Like the human version of me and the life I’d lived before the change.

Did I need any of this? Probably not. But I grabbed the box of art supplies anyway.

I hefted it onto my hip and headed to the door to pull on my winter gear.

Would a holiday with the kitsune twins and my cryptic boss have been better?

More exciting perhaps. And likely with less internal condemnation.

Mom handed over a plastic container with a giant slice of cake. “At least take some of this with you. It’s a beautiful cake.”

“Thanks.” The wind whipped outside, and I balanced the cake on the box of art supplies as I stepped out into the storm, unwilling to stay a minute longer.

Snow and an icy bite to the air stung my cheeks as I headed home, fighting back a lot of frustration, mostly with myself.

Did I want what my parents wanted for me?

Mostly, I thought I wanted more. More than an average job, with a family I barely tolerated and an income that hardly afforded a comfortable living.

Without the variance, would any of that be possible?

The trip through the storm back home passed in a blink, as I barely remembered any of the steps, too lost in thought.
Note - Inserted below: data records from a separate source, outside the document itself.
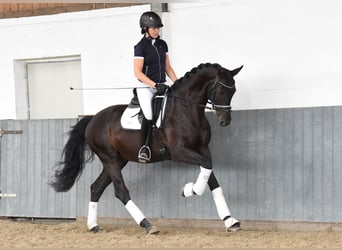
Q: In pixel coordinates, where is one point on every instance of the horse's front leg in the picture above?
(96, 191)
(122, 193)
(199, 186)
(230, 223)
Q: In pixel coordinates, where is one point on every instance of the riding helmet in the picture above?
(150, 19)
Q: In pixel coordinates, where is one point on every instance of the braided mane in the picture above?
(193, 71)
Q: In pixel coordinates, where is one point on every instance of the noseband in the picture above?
(210, 95)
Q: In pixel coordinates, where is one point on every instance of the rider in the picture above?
(151, 64)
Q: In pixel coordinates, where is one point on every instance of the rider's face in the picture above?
(154, 32)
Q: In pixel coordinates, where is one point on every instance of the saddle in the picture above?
(132, 116)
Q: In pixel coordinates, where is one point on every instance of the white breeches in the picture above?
(145, 99)
(145, 96)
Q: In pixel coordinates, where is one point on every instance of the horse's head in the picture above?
(221, 93)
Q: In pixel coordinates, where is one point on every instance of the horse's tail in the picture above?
(73, 159)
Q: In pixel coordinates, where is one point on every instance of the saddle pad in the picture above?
(129, 118)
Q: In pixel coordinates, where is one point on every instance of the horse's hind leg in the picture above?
(96, 191)
(230, 223)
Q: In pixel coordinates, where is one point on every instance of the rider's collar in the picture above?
(149, 39)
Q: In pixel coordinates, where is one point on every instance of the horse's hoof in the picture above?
(232, 225)
(96, 229)
(153, 230)
(187, 190)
I left the art supplies and cake on the counter, boots beside the door, and peeled off my wet layers and changed into warm pajamas, then collapsed on the bed, staring at the painting.

The sky over the cove was dark with the heavy weight of storm clouds. Somewhere between one breath and the next, my eyes drifted shut. I fell asleep with its image burned into the dark behind my lids and the dream of something waiting on the other side.